Award-winning writer Jeremy O Harris has created waves with a number of new works in recent years, including Slave Play and Daddy.
Katori Hall's The Mountaintop, which is being performed online on Wednesday 10 June.
Daniel Ward's The Canary and the Crow explores identity within both private education and, pertinently, UK drama schools.
Inua Ellams' Barber Shop Chronicles, which was recently streamed for free online.
Dael Orlandersmith's Until the Flood, based on the interviews she conducted in St Louis, in spring 2015, six months after the death of an 18 year-old African American black man Michael Brown who was shot down by a white police officer.
Jennifer Kidwell and Scott R Sheppard's devised Underground Railroad Game, which is about the legacy of slavery.
Lynn Nottage is the first (and remains the only) woman to have won the Pulitzer Prize for Drama twice, and her plays are a magnificent proof of what theatre can achieve to inform others. Intimate Apparel, Ruined, By the Way, Meet Vera Stark and Sweat are each worth pouring over.
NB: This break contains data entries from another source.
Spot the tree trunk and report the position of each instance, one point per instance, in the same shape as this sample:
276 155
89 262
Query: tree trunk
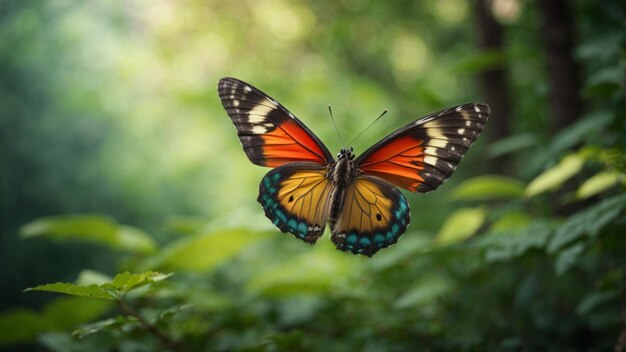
494 82
565 103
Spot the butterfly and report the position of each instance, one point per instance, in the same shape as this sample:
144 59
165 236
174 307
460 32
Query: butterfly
357 196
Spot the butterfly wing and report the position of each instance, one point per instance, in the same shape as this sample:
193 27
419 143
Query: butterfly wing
269 133
423 154
295 198
374 215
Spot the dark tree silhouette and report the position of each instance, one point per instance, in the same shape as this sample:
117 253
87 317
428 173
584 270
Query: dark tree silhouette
563 71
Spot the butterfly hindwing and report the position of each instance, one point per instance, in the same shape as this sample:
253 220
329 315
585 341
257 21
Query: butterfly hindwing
422 155
295 198
374 215
270 134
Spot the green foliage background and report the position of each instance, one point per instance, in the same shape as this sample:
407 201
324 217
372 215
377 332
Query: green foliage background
116 157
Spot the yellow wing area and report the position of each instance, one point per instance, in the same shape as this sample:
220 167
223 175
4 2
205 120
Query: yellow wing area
365 208
373 216
305 194
295 197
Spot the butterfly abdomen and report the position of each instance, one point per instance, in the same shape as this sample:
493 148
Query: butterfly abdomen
343 174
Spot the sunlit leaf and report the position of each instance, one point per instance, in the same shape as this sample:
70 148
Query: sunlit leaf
598 183
206 251
481 61
511 221
22 325
126 281
91 291
510 242
89 277
461 225
488 187
555 176
120 285
92 228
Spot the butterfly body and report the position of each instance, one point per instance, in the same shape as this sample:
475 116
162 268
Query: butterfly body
307 188
343 173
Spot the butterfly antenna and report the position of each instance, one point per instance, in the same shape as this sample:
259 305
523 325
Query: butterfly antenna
334 124
366 128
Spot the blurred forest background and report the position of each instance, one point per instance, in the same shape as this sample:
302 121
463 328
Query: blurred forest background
116 155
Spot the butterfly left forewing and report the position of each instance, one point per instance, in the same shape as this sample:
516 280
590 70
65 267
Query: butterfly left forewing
422 155
295 198
373 216
269 133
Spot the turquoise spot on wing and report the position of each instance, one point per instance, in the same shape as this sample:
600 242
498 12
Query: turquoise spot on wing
280 215
302 228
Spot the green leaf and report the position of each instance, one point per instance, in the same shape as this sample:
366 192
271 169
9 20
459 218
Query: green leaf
91 291
111 323
595 299
461 225
67 312
509 243
91 228
206 251
125 282
488 187
511 221
113 290
598 183
556 176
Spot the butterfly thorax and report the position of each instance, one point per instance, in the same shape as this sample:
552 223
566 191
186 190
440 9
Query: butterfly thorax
343 174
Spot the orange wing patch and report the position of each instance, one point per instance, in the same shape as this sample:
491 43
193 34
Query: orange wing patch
423 154
269 133
287 143
399 162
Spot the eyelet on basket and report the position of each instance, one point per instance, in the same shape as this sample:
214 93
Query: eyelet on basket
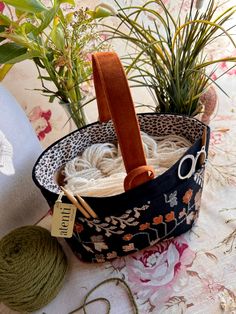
138 176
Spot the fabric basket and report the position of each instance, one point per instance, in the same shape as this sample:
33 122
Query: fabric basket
151 209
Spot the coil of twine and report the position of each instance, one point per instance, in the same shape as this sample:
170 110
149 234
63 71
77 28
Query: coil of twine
32 268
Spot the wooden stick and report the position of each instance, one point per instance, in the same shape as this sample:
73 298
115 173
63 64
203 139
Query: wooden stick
75 202
86 206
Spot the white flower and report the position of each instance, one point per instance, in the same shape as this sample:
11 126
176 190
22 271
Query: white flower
6 155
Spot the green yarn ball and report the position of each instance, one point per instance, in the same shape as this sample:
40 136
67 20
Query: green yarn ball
32 268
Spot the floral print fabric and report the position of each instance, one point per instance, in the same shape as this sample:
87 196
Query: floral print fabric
188 274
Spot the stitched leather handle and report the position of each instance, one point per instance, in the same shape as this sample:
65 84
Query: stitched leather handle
115 102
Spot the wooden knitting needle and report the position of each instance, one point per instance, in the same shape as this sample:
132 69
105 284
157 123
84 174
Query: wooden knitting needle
86 206
75 202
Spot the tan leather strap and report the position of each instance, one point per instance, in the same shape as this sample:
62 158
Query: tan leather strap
114 100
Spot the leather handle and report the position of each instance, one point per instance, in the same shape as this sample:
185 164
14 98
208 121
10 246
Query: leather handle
114 101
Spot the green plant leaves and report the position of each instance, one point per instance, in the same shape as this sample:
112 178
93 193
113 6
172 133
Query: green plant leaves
72 2
10 51
33 6
4 70
4 20
57 36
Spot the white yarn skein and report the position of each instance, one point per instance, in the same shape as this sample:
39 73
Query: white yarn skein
100 170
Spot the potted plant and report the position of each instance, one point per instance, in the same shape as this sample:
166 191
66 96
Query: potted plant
59 42
168 55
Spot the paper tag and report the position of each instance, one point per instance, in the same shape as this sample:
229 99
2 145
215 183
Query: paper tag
63 220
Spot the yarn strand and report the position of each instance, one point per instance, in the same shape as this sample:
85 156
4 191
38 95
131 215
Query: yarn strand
32 268
99 170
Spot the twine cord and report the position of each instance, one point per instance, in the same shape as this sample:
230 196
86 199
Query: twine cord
117 280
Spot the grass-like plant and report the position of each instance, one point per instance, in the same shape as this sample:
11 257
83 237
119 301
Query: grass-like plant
60 44
169 56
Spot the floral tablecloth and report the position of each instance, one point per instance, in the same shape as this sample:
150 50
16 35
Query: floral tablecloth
194 273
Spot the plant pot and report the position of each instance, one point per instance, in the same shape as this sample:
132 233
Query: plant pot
208 102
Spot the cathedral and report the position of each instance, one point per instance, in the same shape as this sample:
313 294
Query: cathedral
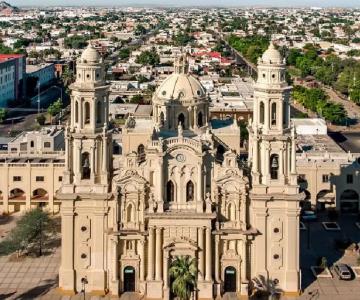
178 187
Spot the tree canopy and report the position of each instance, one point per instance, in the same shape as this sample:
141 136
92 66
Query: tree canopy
148 58
31 230
317 101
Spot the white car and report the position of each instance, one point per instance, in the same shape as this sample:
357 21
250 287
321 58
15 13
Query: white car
343 271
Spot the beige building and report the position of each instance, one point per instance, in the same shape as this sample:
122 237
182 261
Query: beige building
178 188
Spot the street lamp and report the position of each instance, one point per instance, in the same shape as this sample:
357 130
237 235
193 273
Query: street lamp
84 282
59 88
38 86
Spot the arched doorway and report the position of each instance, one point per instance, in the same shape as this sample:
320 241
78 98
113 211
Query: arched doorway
200 119
181 120
324 199
230 279
349 201
129 279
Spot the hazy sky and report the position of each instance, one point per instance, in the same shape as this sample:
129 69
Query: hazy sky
321 3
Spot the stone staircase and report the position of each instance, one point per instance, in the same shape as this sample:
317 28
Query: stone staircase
230 296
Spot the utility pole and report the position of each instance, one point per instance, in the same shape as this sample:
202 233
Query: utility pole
38 86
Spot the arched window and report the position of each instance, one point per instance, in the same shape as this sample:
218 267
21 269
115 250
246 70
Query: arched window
262 113
85 164
170 191
98 112
231 212
274 166
76 111
130 213
87 112
220 150
162 119
200 119
273 114
181 120
189 191
141 153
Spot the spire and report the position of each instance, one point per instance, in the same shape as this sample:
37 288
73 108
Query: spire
181 64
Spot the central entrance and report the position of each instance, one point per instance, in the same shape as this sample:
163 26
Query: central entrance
129 279
230 280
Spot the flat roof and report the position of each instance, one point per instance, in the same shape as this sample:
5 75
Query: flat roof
317 143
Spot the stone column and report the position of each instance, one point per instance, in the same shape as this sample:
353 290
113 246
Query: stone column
5 193
66 272
161 181
114 258
166 269
195 117
92 163
243 261
105 154
293 156
150 275
208 275
255 150
217 259
158 249
281 164
199 183
201 253
267 115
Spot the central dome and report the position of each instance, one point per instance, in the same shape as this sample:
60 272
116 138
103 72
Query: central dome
272 56
90 55
181 87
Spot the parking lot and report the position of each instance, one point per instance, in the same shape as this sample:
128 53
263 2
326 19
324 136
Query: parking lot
317 242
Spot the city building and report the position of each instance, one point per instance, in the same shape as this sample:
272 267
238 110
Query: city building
178 188
48 139
12 70
44 72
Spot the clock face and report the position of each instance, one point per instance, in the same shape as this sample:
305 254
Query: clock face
180 157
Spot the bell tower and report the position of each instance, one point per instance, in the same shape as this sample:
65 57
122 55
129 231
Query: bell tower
87 139
85 190
275 194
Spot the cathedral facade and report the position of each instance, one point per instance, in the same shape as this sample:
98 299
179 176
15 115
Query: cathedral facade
179 188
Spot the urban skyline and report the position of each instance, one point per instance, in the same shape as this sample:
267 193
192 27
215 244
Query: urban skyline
248 3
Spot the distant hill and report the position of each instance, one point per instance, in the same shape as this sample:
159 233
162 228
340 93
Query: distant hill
7 8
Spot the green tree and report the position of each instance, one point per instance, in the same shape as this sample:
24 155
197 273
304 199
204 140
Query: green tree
124 53
30 233
140 29
138 99
148 58
67 77
3 114
183 272
41 119
55 108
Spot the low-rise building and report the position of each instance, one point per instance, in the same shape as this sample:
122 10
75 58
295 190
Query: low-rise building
12 71
48 139
44 72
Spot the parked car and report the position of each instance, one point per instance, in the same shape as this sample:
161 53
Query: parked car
308 215
343 271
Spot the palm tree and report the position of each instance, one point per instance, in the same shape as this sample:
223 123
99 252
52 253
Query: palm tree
183 272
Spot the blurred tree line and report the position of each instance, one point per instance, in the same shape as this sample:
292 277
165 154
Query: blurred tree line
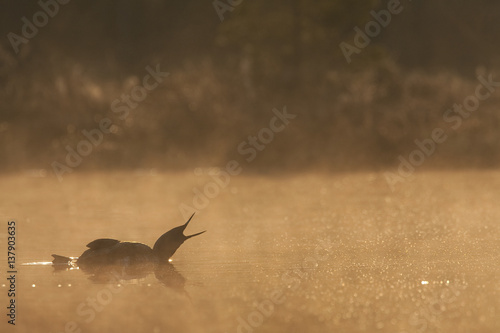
226 76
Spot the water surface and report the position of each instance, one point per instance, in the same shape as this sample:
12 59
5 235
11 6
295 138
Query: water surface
307 252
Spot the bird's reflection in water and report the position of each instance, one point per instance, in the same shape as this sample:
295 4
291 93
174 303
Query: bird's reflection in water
166 273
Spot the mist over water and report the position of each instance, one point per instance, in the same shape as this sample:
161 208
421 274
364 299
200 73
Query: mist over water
342 156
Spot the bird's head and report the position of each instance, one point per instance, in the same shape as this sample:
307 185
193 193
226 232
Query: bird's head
170 241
Morgan Lloyd Malcolm's Emilia explores the supposed "Dark Lady" of Shakespeare's sonnets. Its final speech is shatteringly good.
Nouveau Riché's award-winning piece Queens of Sheba is excellent.
Janice Okoh's new play The Gift uses the real-life story of Sarah Bonetta Davies to explore the legacy of imperialism and race.
Jackie Sibblies Drury's Fairview is a Pulitzer Prize-winner of supreme excellence, exposing prejudices within both society and the arts community. She also explores the impact of European genocides in We Are Proud to Present a Presentation About the Herero of Namibia, Formerly Known as Southwest Africa, From the German Südwestafrika, Between the Years 1884–1915.
Lorraine Hansberry's Les Blancs. Now 50 years old, the play's relevance has never wavered.
Ishmael Reed's The Haunting of Lin-Manuel Miranda deconstructs the ideas within Hamilton, offering an alternative perspective on the founding fathers as slave-owners and their attitudes towards Native Americans.
Jeff Stetson's The Meeting imagines a meeting between Martin Luther King, Jr. and Malcolm X during the civil rights movement.
Malcolm X also reappears in Kemp Powers' One Night in Miami, which imagines the conversation during a real meeting between the activist, Jim Brown, Cassius Clay and Sam Cooke.
Michael R Jackson's musical A Strange Loop won the Pulitzer Prize following its run last year. It charts the life of "a gay, black writer" and the cast recording is special.
Selina Thompson's salt. had a number of runs and continues to be very relevant.
Cassiopeia Berkeley-Agyepong and Simone Ibbett-Brown lambast the presence of racism in the arts industries in Shuck 'n' Jive.